In a sense, minimum wage is the cost of (human) time itself. You’re saying “regardless of the labor involved or otherwise, the skill involved or otherwise, the care involved or otherwise, the social skills involved or otherwise, the know-how involved or otherwise, this is the lowest you can pay someone to do something on an hourly basis (with many caveats, such as allowing employers to deduct the cost of services they provide their employees from said wage, etc). You can’t raise that cost without the cost of everything else shifting upwards by some extent with it. No one that understand economics debates that. The question is just how big this shift is.


I think that ignores, in a holistic sense, the effect of increased consumer spending, health benefits/better health outcomes, tax revenue etc.

If people are buying more because of wage increases, what is the macroeconomic effect? If people have better health care and take less sick days, what is the effect? If the government has more revenue to spend on programs to benefit people like public transit, job training, drug treatment, what is the effect?

Also worth it to a look at this paper, that shows that there aren't less jobs when you raise minimum wage.

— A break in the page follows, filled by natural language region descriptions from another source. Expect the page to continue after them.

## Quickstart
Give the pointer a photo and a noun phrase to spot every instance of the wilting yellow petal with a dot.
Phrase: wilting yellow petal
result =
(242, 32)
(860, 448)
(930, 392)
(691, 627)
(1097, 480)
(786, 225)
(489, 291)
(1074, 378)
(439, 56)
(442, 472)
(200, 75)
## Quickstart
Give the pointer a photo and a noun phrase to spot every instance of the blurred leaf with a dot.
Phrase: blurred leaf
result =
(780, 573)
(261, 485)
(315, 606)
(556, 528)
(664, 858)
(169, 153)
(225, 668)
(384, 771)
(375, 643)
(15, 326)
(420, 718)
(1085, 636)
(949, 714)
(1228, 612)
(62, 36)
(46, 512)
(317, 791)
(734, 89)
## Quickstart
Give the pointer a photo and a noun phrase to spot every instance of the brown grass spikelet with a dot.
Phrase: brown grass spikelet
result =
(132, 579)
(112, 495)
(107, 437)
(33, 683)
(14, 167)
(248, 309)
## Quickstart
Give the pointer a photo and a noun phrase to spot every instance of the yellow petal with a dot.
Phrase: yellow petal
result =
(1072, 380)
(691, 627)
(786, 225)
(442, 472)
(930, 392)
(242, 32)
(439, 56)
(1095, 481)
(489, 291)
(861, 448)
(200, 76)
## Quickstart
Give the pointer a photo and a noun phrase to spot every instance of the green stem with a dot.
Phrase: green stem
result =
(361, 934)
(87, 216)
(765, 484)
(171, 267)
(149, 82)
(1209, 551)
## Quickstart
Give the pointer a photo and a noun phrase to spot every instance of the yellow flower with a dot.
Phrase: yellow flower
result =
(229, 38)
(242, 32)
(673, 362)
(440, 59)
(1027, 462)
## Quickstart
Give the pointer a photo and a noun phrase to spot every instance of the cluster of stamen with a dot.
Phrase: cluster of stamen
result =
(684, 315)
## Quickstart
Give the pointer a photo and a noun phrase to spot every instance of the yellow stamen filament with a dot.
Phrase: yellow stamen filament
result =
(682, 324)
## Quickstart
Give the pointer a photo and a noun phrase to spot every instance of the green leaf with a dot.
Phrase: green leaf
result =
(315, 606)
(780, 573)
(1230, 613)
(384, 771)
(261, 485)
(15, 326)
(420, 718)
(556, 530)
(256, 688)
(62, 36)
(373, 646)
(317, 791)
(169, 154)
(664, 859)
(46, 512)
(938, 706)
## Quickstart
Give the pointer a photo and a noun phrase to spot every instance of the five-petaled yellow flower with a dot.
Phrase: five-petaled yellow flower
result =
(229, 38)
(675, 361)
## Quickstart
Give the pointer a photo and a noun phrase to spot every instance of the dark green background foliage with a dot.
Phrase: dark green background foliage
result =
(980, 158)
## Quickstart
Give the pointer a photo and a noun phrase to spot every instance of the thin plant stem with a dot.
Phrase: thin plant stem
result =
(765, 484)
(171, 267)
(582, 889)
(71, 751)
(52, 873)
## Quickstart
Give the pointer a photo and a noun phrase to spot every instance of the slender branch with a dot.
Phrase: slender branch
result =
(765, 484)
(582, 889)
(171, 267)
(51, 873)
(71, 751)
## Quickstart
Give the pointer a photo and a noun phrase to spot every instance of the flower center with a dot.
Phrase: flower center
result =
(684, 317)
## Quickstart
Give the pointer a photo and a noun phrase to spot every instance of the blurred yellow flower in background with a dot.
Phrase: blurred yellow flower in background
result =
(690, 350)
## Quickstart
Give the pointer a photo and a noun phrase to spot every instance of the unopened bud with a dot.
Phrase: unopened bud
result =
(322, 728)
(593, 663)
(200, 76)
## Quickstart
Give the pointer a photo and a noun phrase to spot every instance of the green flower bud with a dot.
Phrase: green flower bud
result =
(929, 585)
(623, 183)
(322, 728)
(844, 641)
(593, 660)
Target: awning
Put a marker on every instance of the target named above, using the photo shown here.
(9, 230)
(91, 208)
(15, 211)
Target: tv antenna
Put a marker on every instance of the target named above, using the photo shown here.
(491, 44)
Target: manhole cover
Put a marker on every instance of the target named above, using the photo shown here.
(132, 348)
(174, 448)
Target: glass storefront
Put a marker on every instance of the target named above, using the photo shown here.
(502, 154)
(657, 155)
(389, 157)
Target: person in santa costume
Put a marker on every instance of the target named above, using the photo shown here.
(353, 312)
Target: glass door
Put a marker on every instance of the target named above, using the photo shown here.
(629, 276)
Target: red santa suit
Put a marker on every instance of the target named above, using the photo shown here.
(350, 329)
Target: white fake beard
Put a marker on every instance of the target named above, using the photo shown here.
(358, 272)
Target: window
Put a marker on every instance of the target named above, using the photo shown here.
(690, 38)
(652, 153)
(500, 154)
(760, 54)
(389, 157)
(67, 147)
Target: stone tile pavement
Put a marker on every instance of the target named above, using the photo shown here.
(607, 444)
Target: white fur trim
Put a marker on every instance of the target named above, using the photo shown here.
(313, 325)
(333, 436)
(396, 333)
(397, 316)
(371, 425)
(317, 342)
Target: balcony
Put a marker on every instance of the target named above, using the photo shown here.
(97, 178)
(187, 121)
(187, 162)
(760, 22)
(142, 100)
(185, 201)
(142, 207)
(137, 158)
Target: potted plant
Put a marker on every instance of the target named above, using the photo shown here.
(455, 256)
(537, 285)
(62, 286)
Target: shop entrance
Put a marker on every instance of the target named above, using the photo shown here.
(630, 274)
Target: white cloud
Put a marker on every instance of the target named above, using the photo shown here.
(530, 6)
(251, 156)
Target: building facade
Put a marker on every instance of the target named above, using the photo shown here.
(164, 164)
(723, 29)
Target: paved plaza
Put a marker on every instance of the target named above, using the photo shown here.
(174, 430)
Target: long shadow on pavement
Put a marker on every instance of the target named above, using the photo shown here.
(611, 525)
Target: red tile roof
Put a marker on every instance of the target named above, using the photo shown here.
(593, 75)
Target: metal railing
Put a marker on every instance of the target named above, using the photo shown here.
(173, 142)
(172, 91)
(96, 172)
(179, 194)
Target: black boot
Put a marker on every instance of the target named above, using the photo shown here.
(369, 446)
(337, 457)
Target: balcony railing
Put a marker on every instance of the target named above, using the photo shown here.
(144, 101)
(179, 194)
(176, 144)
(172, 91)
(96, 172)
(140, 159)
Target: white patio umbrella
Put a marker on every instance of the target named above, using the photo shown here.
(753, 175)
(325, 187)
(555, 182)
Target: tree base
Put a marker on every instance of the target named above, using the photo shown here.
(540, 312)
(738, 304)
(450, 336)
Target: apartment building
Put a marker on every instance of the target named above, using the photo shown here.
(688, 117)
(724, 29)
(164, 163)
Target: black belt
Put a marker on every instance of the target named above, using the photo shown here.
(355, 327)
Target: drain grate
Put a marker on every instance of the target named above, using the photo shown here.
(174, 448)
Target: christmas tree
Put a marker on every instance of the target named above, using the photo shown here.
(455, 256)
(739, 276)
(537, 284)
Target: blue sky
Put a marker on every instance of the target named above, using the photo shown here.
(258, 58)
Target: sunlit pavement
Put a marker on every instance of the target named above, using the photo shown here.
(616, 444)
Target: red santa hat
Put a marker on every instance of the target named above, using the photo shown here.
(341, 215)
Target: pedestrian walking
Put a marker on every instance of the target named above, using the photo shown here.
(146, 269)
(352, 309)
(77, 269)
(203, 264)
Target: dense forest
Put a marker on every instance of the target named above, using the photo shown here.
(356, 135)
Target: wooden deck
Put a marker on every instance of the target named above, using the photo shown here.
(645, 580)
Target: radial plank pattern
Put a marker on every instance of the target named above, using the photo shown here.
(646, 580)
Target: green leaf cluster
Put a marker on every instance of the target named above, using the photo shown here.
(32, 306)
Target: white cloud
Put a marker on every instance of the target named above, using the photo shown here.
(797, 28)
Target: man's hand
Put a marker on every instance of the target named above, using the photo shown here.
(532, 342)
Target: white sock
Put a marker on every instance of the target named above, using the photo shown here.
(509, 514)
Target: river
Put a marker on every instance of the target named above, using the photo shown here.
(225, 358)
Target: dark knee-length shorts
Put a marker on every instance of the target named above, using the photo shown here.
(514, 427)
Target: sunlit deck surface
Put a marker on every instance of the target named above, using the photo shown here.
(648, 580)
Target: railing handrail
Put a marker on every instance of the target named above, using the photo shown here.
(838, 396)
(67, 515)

https://www.sole-jole.org/17722.pdf

Also CEO income (an exec compensation in general) has risen dramatically over the past 20 years while regular wage growth has been anemic. Are CEOs dramatically more productive, and workers barely so? That seems illogical, much more likely that the executives are capturing the value of their workers increased productivity. A company doesn't have to raise costs to consumers, it can always cut executive compensation.

https://www.vox.com/policy-and-politics/2018/8/16/17693198/c...


If people are buying more then it means more demand, leading to increased price, unless there was an excess in supply (production capacity) in the first place.